Cantano le donne e gli uomini accomunati in un solo coro: “Ogni forza, ogni potenza è in mano tua: il mio rifugio è Dio: spera sempre in Lui, in ogni tempo. Sua è la grazia, suo è l’amore.”
Domandano soprattutto di non restare indifferenti. Agli occhi dei più giovani sfuggono le visioni dell’ultima guerra mondiale vissuta dai loro nonni, ma scrutano alla televisione con occhi dilatati le orrende scene dell’attuale “guerra a pezzi”. Sembra che la forza propulsiva che aveva portato a unire i popoli dell’Europa si sia ormai spenta e su di essi sia caduta l’abitudine nel vedere uomini uccisi, case distrutte, bambini sanguinanti, mentre i potenti della terra si riuniscono in mezzo a intrighi altrettanto sanguinosi per allargare la propria egemonia secondo i loro calcoli meschini e contro la volontà dei popoli aggrediti.

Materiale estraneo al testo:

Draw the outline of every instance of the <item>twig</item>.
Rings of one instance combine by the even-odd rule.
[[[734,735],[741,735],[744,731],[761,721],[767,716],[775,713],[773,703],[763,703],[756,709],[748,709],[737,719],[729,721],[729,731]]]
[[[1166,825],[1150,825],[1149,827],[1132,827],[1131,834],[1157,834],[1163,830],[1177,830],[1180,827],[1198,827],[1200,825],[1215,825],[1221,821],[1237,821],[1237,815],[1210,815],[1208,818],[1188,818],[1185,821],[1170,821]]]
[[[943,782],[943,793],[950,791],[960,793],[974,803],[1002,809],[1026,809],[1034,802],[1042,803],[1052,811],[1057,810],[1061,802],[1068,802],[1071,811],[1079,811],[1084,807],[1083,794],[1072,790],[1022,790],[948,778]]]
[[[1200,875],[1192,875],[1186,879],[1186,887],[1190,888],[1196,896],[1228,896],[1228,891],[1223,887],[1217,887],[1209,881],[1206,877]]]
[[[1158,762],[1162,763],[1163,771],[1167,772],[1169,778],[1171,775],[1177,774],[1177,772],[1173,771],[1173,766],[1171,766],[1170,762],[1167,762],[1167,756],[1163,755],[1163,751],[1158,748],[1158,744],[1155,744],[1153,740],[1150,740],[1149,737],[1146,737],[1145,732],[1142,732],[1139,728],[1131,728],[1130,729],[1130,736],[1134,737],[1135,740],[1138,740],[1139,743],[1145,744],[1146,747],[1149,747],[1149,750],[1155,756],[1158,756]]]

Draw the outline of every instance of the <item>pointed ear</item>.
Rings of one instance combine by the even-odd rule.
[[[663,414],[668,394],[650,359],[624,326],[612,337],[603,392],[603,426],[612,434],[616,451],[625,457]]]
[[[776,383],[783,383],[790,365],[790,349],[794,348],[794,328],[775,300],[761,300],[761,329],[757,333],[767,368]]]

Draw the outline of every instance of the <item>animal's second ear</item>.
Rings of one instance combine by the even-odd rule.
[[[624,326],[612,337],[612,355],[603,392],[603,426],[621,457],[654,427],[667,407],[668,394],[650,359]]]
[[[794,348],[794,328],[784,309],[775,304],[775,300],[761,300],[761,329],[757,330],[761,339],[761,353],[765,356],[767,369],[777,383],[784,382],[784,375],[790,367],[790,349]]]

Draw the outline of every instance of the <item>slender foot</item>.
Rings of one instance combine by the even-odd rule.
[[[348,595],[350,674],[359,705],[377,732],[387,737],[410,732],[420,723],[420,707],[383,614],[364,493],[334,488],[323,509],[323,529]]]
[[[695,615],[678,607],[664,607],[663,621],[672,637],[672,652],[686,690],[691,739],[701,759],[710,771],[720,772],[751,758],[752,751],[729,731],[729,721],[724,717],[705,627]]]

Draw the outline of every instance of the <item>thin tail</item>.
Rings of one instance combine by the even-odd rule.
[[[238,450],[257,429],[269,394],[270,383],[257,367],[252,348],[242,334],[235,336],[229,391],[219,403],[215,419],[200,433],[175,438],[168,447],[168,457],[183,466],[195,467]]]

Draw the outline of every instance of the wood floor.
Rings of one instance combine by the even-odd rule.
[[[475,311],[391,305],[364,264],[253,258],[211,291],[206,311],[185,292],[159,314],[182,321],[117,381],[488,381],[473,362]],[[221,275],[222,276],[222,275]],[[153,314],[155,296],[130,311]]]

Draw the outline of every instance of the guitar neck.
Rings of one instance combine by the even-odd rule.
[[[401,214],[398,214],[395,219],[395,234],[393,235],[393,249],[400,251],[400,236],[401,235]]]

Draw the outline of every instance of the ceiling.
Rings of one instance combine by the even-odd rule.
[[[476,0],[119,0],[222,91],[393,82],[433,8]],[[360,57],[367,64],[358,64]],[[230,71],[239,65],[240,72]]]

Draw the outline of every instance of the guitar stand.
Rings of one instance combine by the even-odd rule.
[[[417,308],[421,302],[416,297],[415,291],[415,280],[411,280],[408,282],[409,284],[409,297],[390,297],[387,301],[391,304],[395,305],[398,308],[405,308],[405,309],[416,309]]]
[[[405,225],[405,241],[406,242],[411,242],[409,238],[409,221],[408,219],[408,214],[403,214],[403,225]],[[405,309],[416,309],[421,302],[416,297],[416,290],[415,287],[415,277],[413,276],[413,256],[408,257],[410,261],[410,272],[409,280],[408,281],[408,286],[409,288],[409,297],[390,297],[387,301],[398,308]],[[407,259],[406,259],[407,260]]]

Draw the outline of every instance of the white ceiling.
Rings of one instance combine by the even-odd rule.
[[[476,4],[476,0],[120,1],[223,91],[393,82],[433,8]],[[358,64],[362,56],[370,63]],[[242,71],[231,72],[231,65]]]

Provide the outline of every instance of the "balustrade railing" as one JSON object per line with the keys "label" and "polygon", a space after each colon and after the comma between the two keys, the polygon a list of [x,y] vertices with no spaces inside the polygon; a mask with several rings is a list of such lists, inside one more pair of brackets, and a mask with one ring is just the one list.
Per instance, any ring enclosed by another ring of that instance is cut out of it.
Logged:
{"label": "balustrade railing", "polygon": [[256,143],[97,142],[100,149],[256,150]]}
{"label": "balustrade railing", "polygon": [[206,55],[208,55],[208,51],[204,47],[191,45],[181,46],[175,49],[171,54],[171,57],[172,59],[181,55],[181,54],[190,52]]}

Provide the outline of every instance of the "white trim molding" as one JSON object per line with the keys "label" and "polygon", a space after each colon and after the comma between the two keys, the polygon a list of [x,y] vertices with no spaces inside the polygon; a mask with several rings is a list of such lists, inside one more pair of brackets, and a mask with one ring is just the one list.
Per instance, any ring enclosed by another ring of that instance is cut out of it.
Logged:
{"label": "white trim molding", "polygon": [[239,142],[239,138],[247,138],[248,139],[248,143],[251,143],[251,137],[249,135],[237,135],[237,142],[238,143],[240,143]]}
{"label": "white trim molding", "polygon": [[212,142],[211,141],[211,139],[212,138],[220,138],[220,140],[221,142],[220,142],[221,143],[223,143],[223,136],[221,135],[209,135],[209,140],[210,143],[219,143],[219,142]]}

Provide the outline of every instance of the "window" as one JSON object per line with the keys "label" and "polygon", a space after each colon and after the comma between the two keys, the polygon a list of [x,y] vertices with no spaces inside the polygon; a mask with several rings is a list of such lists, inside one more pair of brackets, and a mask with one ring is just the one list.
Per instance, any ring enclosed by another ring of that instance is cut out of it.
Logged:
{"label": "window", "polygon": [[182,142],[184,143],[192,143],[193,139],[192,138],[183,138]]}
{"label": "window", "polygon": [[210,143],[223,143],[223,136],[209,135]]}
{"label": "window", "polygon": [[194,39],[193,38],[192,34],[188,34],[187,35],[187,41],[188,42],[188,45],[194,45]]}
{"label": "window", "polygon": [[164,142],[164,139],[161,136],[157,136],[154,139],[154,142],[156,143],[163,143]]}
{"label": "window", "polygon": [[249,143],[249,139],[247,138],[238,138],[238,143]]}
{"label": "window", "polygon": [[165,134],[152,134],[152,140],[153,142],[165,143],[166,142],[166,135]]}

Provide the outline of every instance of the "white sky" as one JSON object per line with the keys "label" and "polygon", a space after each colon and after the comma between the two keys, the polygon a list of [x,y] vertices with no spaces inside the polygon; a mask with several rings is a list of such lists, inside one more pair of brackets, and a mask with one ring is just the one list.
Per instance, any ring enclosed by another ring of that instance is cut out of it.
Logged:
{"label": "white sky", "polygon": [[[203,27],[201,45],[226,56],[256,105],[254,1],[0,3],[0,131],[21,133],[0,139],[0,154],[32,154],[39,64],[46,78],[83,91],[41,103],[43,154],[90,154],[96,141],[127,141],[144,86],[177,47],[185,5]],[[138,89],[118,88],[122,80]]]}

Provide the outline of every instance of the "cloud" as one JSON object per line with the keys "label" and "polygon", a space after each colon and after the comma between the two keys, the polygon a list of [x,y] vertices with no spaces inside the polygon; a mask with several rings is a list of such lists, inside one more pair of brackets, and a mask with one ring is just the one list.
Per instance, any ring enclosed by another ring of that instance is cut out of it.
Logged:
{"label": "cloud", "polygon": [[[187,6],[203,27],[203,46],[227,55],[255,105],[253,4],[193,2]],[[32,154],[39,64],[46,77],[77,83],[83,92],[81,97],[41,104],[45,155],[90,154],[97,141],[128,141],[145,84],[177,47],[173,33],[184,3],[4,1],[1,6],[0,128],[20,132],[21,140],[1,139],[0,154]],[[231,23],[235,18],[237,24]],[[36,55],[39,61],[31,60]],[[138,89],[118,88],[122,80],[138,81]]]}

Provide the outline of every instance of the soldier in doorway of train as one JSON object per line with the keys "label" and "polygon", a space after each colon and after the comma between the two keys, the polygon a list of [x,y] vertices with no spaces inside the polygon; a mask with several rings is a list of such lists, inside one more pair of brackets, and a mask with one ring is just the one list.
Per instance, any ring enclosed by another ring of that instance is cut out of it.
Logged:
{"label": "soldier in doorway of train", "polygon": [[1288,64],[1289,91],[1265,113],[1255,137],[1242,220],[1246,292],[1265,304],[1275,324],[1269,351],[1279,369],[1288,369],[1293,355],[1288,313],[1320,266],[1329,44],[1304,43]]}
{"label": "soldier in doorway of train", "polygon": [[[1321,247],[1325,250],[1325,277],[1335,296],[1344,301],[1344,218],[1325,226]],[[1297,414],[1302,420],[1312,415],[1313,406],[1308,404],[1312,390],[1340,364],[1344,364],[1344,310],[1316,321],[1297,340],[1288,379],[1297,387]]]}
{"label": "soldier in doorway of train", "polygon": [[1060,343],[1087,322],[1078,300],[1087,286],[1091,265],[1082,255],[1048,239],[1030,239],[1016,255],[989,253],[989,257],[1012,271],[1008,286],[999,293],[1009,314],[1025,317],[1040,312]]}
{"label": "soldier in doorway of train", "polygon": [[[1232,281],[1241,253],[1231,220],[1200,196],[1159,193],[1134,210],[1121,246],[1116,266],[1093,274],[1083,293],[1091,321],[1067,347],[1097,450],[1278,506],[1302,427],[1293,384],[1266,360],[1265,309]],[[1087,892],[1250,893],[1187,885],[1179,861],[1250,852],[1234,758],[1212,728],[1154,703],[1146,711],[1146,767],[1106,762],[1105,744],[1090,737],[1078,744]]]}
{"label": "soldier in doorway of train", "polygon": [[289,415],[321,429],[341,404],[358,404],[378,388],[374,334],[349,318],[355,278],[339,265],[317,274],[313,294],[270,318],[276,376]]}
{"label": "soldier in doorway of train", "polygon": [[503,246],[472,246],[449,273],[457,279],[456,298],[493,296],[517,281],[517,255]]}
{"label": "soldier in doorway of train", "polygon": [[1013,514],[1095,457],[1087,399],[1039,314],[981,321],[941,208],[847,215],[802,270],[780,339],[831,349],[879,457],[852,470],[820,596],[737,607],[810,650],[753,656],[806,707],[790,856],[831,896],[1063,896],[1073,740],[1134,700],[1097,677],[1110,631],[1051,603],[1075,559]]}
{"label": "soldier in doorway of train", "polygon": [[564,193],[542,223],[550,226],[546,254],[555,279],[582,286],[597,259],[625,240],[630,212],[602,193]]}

Chi ha camminato, riflettuto, pregato per la pace erano per lo più “operatori” di pace, ma tutti siamo chiamati ad essere “costruttori” di pace, cioè a “vincere la pace” – secondo un’incisiva espressione usata da Maritain – e ciò richiede che si vigili come sentinelle perché la pace sia conservata, salvaguardata e diffusa in tutto il pianeta.